URI: 
       # taz.de -- abtreibungsurteil in den usa: Per Urteil fünf Jahrzehnte zurück
       
       > Der Oberste Gerichtshof der USA kippt das Grundsatzurteil von 1973, das
       > Frauen ein Recht auf Schwangerschaftsabbruch garantierte
       
   IMG Bild: Sofort nach Verkündung des Urteils versammelten sich am Freitag Protestierende vor dem Gebäude des Obersten Gerichtshofes in Washington
       
       Aus New York Eva Oer
       
       Nur wenige Minuten nach 10 Uhr am Freitagmorgen war das Schicksal vieler
       Abtreibungskliniken in den USA besiegelt. Der Supreme Court hatte gerade
       das geltende Abtreibungsrecht gekippt und es so den Bundesstaaten in die
       Hände gelegt, die Regelungen für Schwangerschaftsabbrüche zu verschärfen
       oder diese gar zu verbieten. Während in der Hauptstadt Washington und
       anderen Städten traurige und aufgebrachte Protestierende auf feiernde
       Abtreibungsgegner*innen trafen, mussten schon an diesem Tag erste
       Anbieter*innen etwa in den Staaten Kentucky, Louisiana und South Dakota
       ihre Türen für ungewollt Schwangere schließen.
       
       Fast 50 Jahre lang hatten US-Amerikaner*innen das Recht auf einen
       Schwangerschaftsabbruch bis in etwa zur 24 Woche gehabt – bis der Fötus
       außerhalb des Körpers lebensfähig ist. Dafür hatten das Grundsatzurteil
       „Roe v. Wade“ von 1973 sowie ein bestätigendes Urteil von 1992 gesorgt.
       
       Das ist nun vorbei: „Die Verfassung gewährt kein Recht auf Abtreibung“,
       heißt es im am Freitag veröffentlichten Urteilstext. Die vorherigen Urteile
       würden aufgehoben und „die Befugnis zur Regelung des
       Schwangerschaftsabbruchs wird an das Volk und seine gewählten
       Vertreter*innen zurückgegeben“. Abtreibungen sind also nicht überall
       illegal – liberalere Staaten wie Kalifornien, Oregon, Washington,
       Massachusetts, New Jersey und New York wollen es bei den geltenden Regeln
       belassen und eine Art „sicheren Hafen“ für Abtreibungsflüchtlinge aus
       anderen Regionen bieten, wie New Yorks Gouverneurin Kathy Hochul immer
       wieder betont.
       
       Dem gegenüber stehen allerdings etliche konservative Bundesstaaten, die nur
       darauf gewartet haben, dass die Abtreibungsfreiheit fällt. Generell werden
       Verschärfungen oder gar komplette Verbote in etwa der Hälfte der Staaten
       erwartet. Viele hatten schon mit sogenannten „trigger laws“ vorgearbeitet,
       zu Deutsch etwa „Auslösergesetze“. 13 Staaten haben derartige Gesetze, die
       sofort oder zumindest schnell mithilfe einer Bestätigung von Gouverneur
       oder Generalstaatsanwalt durch den Fall von „Roe v. Wade“ ausgelöst werden.

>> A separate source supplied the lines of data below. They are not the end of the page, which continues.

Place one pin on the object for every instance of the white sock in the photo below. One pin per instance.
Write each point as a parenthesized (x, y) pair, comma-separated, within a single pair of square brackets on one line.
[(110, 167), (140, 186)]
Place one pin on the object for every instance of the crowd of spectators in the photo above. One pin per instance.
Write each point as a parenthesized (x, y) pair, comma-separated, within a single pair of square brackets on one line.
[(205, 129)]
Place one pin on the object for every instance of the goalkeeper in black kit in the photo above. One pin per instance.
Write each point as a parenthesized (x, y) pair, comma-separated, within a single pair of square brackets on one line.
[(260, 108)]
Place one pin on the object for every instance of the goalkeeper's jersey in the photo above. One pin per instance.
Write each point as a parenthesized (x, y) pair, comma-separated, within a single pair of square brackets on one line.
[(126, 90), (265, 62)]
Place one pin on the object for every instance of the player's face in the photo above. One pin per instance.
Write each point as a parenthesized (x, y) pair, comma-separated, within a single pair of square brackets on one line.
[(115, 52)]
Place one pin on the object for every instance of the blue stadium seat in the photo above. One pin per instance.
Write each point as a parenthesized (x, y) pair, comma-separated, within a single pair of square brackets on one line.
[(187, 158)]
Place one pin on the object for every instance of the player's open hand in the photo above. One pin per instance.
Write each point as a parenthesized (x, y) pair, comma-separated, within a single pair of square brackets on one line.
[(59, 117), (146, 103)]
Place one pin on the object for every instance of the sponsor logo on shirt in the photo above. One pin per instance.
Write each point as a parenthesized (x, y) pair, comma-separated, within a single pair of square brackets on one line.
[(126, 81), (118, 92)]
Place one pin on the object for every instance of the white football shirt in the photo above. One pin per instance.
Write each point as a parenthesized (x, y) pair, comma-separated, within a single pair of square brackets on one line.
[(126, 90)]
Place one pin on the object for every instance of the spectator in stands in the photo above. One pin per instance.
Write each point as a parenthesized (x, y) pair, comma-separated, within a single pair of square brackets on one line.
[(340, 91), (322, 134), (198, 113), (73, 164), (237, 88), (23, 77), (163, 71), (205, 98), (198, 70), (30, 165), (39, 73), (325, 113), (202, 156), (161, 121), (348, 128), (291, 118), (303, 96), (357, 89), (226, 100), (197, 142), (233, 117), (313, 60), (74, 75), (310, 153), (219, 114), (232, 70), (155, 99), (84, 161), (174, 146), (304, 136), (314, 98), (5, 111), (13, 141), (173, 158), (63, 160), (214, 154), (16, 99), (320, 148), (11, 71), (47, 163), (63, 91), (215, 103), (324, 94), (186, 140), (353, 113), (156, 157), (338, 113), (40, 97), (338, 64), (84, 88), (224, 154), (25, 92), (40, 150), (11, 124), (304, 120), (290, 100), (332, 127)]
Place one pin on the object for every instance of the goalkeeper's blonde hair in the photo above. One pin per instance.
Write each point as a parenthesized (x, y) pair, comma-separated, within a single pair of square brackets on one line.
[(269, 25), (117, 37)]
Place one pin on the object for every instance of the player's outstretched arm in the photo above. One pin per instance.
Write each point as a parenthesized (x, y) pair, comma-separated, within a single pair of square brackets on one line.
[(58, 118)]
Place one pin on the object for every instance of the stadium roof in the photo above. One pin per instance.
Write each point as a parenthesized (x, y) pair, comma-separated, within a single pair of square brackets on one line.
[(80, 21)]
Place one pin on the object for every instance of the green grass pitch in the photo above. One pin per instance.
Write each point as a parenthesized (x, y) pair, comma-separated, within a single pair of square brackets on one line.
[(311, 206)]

       Mancherorts bestehen auch noch alte Regelungen aus der Zeit vor 1973, die
       nun wieder gelten.
       
       Schwangerschaftsabbrüche sind dementsprechend jetzt bereits in Alabama,
       Arkansas, Kentucky, Louisiana, Missouri, Oklahoma, Utah und South Dakota
       verboten – in den meisten dieser Fälle sind Ausnahmen für Vergewaltigungen
       oder Inzest nicht vorgesehen, sondern in der Regel nur in medizinischen
       Notfällen oder wenn das Leben der Schwangeren in Gefahr ist.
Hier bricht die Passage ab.